Her new direct approach was something I attributed to the magic of the hated object lying beneath three feet of dirt and unable to inflict its venom. It could’ve been that she was just really…really pissed. That was okay, because at least she was being honest.

“I said,” I turned wielding the starchy peeler like an accusing finger. “That you shouldn’t hold on to it. To any of it, Mom.”

“What do you mean by that?”

“She spent years holding all these ‘treasures’ over your head, just like her mother did to her and probably hers before…making sure you stayed in line if you wanted to inherit–”

“That’s not true!” she shouted.

“She poisoned you!” I blurted out into the room still ringing with the echo of her voice. “She poisoned you into believing all those things were your worth! That they were her love. And you had to earn them, and that she could take them away just like that!” The snap of my fingers startled her like a coma patient waking.

“I don’t… know what–” she sputtered and took hold of the counter with fingers clenching.

“You deserved loved from her. You deserved better! You are worth so much more than a broach, or a set of dishes, or a closetful of linens. And you’ll always have my love, no matter what you give me, even if it’s just the time you spend yelling at me over a piece of cut rock. I’ll love you! ‘N you never have to buy it, or earn it. It’s just there.”

It would have been customary for one or both of us to turn away or huff off to a different room where we’d place the grudge dutifully on our shoulders.

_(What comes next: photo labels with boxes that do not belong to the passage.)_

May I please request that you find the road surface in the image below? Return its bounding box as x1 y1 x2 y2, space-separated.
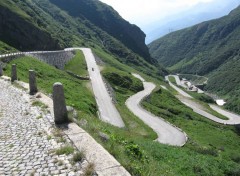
165 76 193 98
126 74 187 146
77 48 125 127
0 48 125 127
165 76 240 125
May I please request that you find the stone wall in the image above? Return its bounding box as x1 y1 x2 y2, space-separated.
26 51 74 70
0 50 75 70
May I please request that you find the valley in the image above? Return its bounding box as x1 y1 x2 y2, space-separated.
0 0 240 176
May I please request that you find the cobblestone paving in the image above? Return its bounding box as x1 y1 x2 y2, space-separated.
0 79 84 176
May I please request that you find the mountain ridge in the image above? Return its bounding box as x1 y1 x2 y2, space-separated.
149 6 240 113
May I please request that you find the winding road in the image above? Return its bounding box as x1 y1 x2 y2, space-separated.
165 76 240 125
72 48 125 127
126 74 187 146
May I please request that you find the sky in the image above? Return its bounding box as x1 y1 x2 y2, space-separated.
100 0 240 43
100 0 218 27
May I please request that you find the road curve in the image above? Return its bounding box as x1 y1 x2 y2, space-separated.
165 75 193 98
126 74 187 146
165 76 240 125
0 48 125 127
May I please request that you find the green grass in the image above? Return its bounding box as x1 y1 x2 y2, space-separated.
32 101 48 108
5 57 96 115
168 76 177 84
3 52 240 176
169 76 228 120
140 89 240 175
64 50 88 76
0 41 17 54
72 152 85 163
56 145 74 155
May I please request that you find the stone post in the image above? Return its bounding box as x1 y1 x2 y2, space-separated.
29 70 38 95
11 64 17 82
0 64 3 76
53 82 68 124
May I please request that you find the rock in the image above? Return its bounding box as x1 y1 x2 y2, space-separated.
29 70 38 95
79 119 88 126
36 93 42 98
11 64 17 82
67 106 74 112
53 82 68 124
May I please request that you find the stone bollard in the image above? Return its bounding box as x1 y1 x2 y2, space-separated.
53 83 68 124
29 70 38 95
11 64 17 82
0 64 3 76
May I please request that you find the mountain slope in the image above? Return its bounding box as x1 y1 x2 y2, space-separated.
0 0 156 67
50 0 150 58
149 7 240 112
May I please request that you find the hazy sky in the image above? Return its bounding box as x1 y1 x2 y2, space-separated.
100 0 216 27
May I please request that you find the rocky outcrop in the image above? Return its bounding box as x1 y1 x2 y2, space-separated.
50 0 150 59
27 51 74 70
0 5 60 51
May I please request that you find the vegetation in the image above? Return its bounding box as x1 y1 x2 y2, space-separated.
64 50 88 76
72 152 85 163
2 47 240 175
83 163 95 176
0 41 17 55
5 57 97 115
149 7 240 113
56 145 74 155
169 76 228 120
0 0 240 173
143 89 240 175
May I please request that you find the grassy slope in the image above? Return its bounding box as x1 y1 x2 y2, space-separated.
5 57 96 114
64 51 88 76
0 41 17 55
169 76 228 120
143 89 240 175
3 50 240 176
149 7 240 113
90 48 240 175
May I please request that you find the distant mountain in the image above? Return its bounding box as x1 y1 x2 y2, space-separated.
0 0 153 65
149 7 240 113
143 0 240 43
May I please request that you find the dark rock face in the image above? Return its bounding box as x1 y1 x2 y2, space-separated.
0 6 60 51
50 0 150 58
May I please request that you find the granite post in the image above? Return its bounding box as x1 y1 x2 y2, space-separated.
29 70 38 95
11 64 17 82
53 82 68 124
0 64 3 76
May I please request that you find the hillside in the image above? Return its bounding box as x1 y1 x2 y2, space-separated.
149 7 240 113
0 0 158 70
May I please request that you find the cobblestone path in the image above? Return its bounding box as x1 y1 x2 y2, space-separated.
0 79 84 176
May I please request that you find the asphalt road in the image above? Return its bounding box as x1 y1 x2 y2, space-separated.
168 76 240 125
77 48 125 127
165 76 193 98
126 74 187 146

But she came to stand beside me, facing out into the kitchen and catching her breath, slowing into calm.

I picked up the half-naked potato and finished his delicate undressing so he could join his skinny-dipping friends in the pot.

Mom sighed while her eyes closed out the room and her mind reread every cursive note attached to every object filling the boxes in the attic.

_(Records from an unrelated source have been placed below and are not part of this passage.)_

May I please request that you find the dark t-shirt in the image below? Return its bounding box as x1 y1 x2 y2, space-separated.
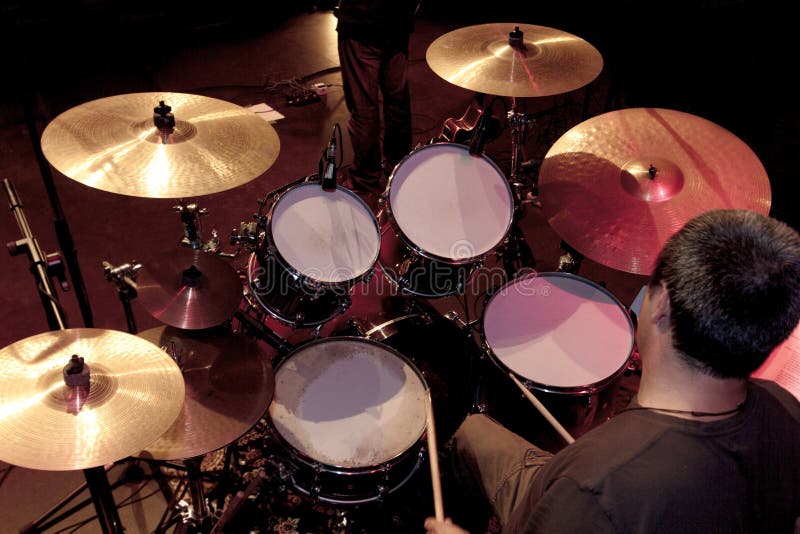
504 380 800 534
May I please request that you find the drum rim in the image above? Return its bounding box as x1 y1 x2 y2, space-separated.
378 142 515 265
480 271 636 395
265 336 431 474
266 181 381 290
245 252 350 328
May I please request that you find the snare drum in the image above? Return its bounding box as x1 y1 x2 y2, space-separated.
379 143 514 297
483 272 634 445
247 182 380 327
269 336 428 504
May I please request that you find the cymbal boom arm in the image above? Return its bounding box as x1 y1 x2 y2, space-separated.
3 179 68 330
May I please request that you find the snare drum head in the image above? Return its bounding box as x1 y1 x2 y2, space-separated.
269 183 381 283
269 338 427 468
389 143 514 260
483 273 634 390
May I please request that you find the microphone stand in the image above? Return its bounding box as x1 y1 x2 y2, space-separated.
3 179 125 534
23 90 94 329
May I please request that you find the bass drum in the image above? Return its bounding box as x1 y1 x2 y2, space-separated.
351 303 481 447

I leaned the warmth of my hip against hers and listened to the jangle of sharp metal over thick skin. Finding the white tenderness, separate from all the dirt, gave me appreciation for the rugged beauty of rooted things, and the glimmer of hope for a barren ground above the broach’s final resting place.

 

Homework

Oh, you’re in for it now.

Listen, sometimes I get down to the dirt of it all and give you the best writing advice I’ve got and all you have to do is sit back and absorb my witty information dumps.

But I’ve got a case of summer boredom and am itching for something different. Something a little more…interactive. So, today, instead of me expunging on the benefits of plot arcs and character development, or raking you through the coals of The Chicago Manual of Style, we’re gonna play.

I say “play”. You might say homework.

Pota-toe. Potaah-toe.

Here’s the rules. I’m going to give you a writing prompt. You send me your 200-1000 word result. It can be fiction, nonfiction, prose or in poetry form, written in chocolate pudding, or Latin (or in Latin, in chocolate pudding)…the possibilities are all before you.

I’ll choose a winner, send you a set of my signed novels, and feature your story on the blog with all the bragging rights that come along with it. Cool?

And because, I’d never ask you to do something that I wouldn’t do myself, I’ll be featuring my ‘homework’ on next week’s regular Tuesday blog.

So…you see, writers that suffer together…give each other awkward, virtual high fives afterwards? Drink heavily and question the purpose of their existence? I vote the first one.

Because I’m feeling generous, I’ll even give you two options to choose from.

 

Here’s your homework:

 

Write about something/one that got left behind by accident.

or

Write about something/one that got left behind on purpose.